I think one thing that’s worth pointing out is that both spaCy and Prodigy are really focused around training models that can predict annotations on running text. The idea is that you want to create some tool that takes in a bunch of running sentences, and then the tool will tell you which words in the sentences are names, or which sentences fall into certain categories, etc.
Do you have running text, as well as your terminology list? If all you have are terms — without any examples of the terms in context — there’s actually not really much that NLP can do for you. A list of words without any context around them isn’t actually language, after all. Probably the only things that are helpful in spaCy for that situation are the word vectors, which can help you find words that are similar to each other. The terms.teach
tool in Prodigy is helpful for that as well.

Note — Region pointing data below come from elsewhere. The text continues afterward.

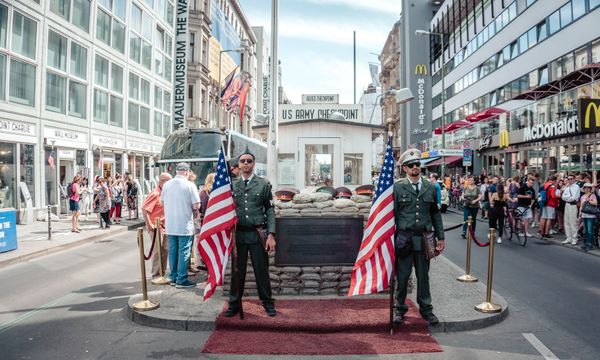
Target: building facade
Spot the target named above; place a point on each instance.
(524, 69)
(85, 88)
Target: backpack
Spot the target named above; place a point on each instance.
(542, 198)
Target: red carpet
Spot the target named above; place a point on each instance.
(320, 327)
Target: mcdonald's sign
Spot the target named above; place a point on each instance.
(421, 69)
(504, 139)
(589, 115)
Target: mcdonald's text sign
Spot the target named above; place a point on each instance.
(589, 115)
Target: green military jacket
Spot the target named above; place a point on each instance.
(254, 207)
(417, 213)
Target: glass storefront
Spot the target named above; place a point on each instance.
(8, 174)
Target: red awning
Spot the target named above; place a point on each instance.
(449, 160)
(452, 126)
(484, 114)
(574, 79)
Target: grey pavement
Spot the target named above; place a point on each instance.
(32, 239)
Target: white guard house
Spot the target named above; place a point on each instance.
(323, 144)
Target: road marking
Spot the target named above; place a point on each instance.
(540, 347)
(8, 325)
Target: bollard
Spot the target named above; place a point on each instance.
(49, 223)
(467, 277)
(162, 280)
(145, 304)
(488, 306)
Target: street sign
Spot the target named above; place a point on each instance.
(467, 157)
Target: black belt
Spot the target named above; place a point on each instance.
(244, 228)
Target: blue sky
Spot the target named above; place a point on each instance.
(315, 41)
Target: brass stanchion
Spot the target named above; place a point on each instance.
(467, 277)
(162, 280)
(488, 306)
(144, 305)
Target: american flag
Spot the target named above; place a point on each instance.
(375, 261)
(215, 236)
(51, 159)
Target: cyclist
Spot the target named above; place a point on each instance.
(525, 198)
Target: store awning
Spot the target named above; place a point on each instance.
(449, 160)
(572, 80)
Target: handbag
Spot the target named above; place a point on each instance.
(403, 243)
(429, 245)
(590, 209)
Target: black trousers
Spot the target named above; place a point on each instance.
(260, 264)
(496, 221)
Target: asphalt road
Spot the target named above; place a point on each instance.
(69, 305)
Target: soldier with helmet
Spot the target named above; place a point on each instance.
(415, 212)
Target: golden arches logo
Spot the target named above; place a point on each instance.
(504, 139)
(588, 111)
(421, 69)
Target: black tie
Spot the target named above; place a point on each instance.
(416, 185)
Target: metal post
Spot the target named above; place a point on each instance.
(49, 223)
(467, 277)
(272, 141)
(441, 35)
(145, 304)
(488, 306)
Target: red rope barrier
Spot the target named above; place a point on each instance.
(151, 246)
(470, 229)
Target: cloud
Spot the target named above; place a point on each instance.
(380, 6)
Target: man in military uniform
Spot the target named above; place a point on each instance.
(254, 201)
(415, 211)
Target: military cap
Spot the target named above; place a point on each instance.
(409, 156)
(365, 190)
(286, 194)
(328, 190)
(343, 193)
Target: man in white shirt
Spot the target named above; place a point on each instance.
(570, 195)
(180, 199)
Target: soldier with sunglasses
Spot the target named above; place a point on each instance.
(415, 212)
(255, 233)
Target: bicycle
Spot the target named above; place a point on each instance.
(516, 225)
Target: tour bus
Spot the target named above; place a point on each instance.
(199, 148)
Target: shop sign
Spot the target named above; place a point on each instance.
(320, 98)
(589, 115)
(15, 127)
(557, 128)
(66, 138)
(139, 146)
(107, 142)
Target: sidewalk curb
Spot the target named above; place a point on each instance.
(62, 247)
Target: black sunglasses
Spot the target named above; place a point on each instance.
(412, 165)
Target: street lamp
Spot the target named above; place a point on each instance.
(219, 105)
(441, 36)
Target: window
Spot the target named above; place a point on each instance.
(61, 7)
(103, 27)
(57, 51)
(77, 93)
(100, 106)
(565, 15)
(3, 25)
(116, 111)
(56, 93)
(101, 71)
(78, 60)
(554, 22)
(116, 78)
(81, 14)
(24, 33)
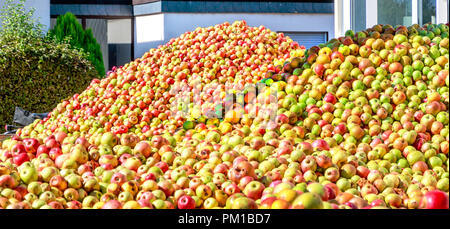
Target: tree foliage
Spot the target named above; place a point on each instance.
(67, 26)
(36, 71)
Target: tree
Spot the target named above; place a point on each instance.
(68, 27)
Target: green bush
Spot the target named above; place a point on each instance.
(66, 26)
(36, 72)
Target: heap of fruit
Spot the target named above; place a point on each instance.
(362, 122)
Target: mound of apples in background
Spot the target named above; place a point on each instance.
(362, 122)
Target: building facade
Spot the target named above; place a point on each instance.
(126, 29)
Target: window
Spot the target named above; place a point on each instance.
(308, 39)
(428, 11)
(358, 15)
(395, 12)
(119, 42)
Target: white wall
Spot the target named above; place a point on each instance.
(159, 29)
(42, 12)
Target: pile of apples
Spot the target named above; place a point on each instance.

If what you’re trying to do is recognise entities in running text, and you have an ontology with terms that you know are ways some entities can be written, there are a few ways you can try to use your terminology lists in spaCy and Prodigy. But I just want to make sure I understand the goal before I go into too much detail about that.
Hi, I agree. It’s a lot to line up. I do have a running texts, rather large volumes of material that comes into a DMP from a number of sources.
I’m wondering if perhaps a more flexible idea might be to train/teach a vector that contains the terms and ontology specific to the domain, a subset of the larger taxonomy, rather than tackle the entire thing.